Una corriente de la investigación es tajante: no se dispone de ninguna defensa real contra el «malware» (software malicioso) y el blindaje «al 100%» no existe. Punto. La parte de la comunidad que cree imparable el avance hacia el voto online coincide solo parcialmente. Para Scylt, la palabra clave es «verificabilidad», un sistema basado en un número –«código de retorno»–que el ciudadano obtiene en un recibo al votar y que, con ayuda de una tarjeta de coordenadas personal, le permite comprobar al término del escrutinio no solo que su opción ha sido computada, sino que efectivamente ha votado a quien quería votar y nadie ha manipulado su opción.

Verificar, auditar

La duda de si el voto ha podido ser «abierto» en algún momento del proceso, de forma que alguien pudiera saber quién ha votado qué, es materia de una compleja solución de criptografía avanzada. Se trata del «cifrado de extremo a extremo», –protocolo que emplea Whatsapp, precisa Chóliz– y en virtud del cual solo tienen acceso al contenido el emisor y el receptor final. En este caso, el destinatario es el recuento, que descifra el resultado solo cuando la mesa electoral activa una clave, que además está fraccionada entre los miembros de la Mesa Electoral.

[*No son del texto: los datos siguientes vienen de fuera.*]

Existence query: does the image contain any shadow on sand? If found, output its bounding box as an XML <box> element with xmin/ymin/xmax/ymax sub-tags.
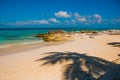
<box><xmin>108</xmin><ymin>42</ymin><xmax>120</xmax><ymax>48</ymax></box>
<box><xmin>36</xmin><ymin>52</ymin><xmax>120</xmax><ymax>80</ymax></box>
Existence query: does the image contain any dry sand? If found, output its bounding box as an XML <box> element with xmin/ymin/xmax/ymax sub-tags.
<box><xmin>0</xmin><ymin>34</ymin><xmax>120</xmax><ymax>80</ymax></box>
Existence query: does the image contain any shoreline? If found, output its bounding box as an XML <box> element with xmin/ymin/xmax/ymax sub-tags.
<box><xmin>0</xmin><ymin>33</ymin><xmax>120</xmax><ymax>80</ymax></box>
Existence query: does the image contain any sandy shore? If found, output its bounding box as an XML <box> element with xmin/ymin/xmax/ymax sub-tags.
<box><xmin>0</xmin><ymin>34</ymin><xmax>120</xmax><ymax>80</ymax></box>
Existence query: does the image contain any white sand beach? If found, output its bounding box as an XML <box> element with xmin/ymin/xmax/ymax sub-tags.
<box><xmin>0</xmin><ymin>34</ymin><xmax>120</xmax><ymax>80</ymax></box>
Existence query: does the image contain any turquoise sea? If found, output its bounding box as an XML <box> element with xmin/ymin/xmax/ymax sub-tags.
<box><xmin>0</xmin><ymin>28</ymin><xmax>119</xmax><ymax>47</ymax></box>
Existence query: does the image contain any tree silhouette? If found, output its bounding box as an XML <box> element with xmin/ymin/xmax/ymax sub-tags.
<box><xmin>37</xmin><ymin>52</ymin><xmax>120</xmax><ymax>80</ymax></box>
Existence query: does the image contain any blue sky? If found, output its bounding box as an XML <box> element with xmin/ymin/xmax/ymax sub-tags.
<box><xmin>0</xmin><ymin>0</ymin><xmax>120</xmax><ymax>27</ymax></box>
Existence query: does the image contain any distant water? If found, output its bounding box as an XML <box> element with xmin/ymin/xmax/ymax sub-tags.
<box><xmin>0</xmin><ymin>29</ymin><xmax>71</xmax><ymax>48</ymax></box>
<box><xmin>0</xmin><ymin>29</ymin><xmax>118</xmax><ymax>48</ymax></box>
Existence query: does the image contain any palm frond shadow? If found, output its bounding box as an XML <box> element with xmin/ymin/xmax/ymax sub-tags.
<box><xmin>108</xmin><ymin>42</ymin><xmax>120</xmax><ymax>48</ymax></box>
<box><xmin>36</xmin><ymin>52</ymin><xmax>120</xmax><ymax>80</ymax></box>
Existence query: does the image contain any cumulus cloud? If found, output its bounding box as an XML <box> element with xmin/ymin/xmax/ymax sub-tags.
<box><xmin>93</xmin><ymin>14</ymin><xmax>102</xmax><ymax>23</ymax></box>
<box><xmin>111</xmin><ymin>17</ymin><xmax>120</xmax><ymax>24</ymax></box>
<box><xmin>4</xmin><ymin>20</ymin><xmax>49</xmax><ymax>26</ymax></box>
<box><xmin>38</xmin><ymin>20</ymin><xmax>49</xmax><ymax>24</ymax></box>
<box><xmin>74</xmin><ymin>13</ymin><xmax>87</xmax><ymax>22</ymax></box>
<box><xmin>54</xmin><ymin>11</ymin><xmax>71</xmax><ymax>18</ymax></box>
<box><xmin>49</xmin><ymin>18</ymin><xmax>59</xmax><ymax>23</ymax></box>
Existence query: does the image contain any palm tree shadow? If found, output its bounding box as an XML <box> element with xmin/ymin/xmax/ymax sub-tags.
<box><xmin>36</xmin><ymin>52</ymin><xmax>120</xmax><ymax>80</ymax></box>
<box><xmin>108</xmin><ymin>42</ymin><xmax>120</xmax><ymax>48</ymax></box>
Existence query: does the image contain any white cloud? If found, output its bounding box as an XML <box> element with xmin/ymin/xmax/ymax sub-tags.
<box><xmin>111</xmin><ymin>17</ymin><xmax>120</xmax><ymax>24</ymax></box>
<box><xmin>38</xmin><ymin>20</ymin><xmax>49</xmax><ymax>24</ymax></box>
<box><xmin>6</xmin><ymin>20</ymin><xmax>49</xmax><ymax>26</ymax></box>
<box><xmin>93</xmin><ymin>14</ymin><xmax>102</xmax><ymax>23</ymax></box>
<box><xmin>49</xmin><ymin>18</ymin><xmax>59</xmax><ymax>23</ymax></box>
<box><xmin>74</xmin><ymin>12</ymin><xmax>80</xmax><ymax>18</ymax></box>
<box><xmin>54</xmin><ymin>11</ymin><xmax>71</xmax><ymax>18</ymax></box>
<box><xmin>74</xmin><ymin>13</ymin><xmax>87</xmax><ymax>22</ymax></box>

Si se reflexiona, estos riesgos de seguridad no están resueltos siquiera en las elecciones convencionales, en las que el ciudadano no obtiene prueba alguna de que su papeleta haya sido escrutada o de que, particularmente en el caso de voto por correo, el sobre no haya sido abierto para modificarlo. Mucho menos está solucionada otra de las debilidades que se ha empeñado en abordar el mundo de las ciberelecciones, como la de es evitar que el votante pueda ser coaccionado o comprado. Para ello, la propuesta de Scylt es «permitir que cada uno pueda votar tantas veces como quiera y que solo cuente la última», de modo que nadie se molestara en pagar o intimidar a otros. Pero como explica el doctor Kevin Curran, de la Universidad del Ulster, este no es un asunto técnico y nada hay en unos comicios digitales que vaya a despertar presiones que no existan ya.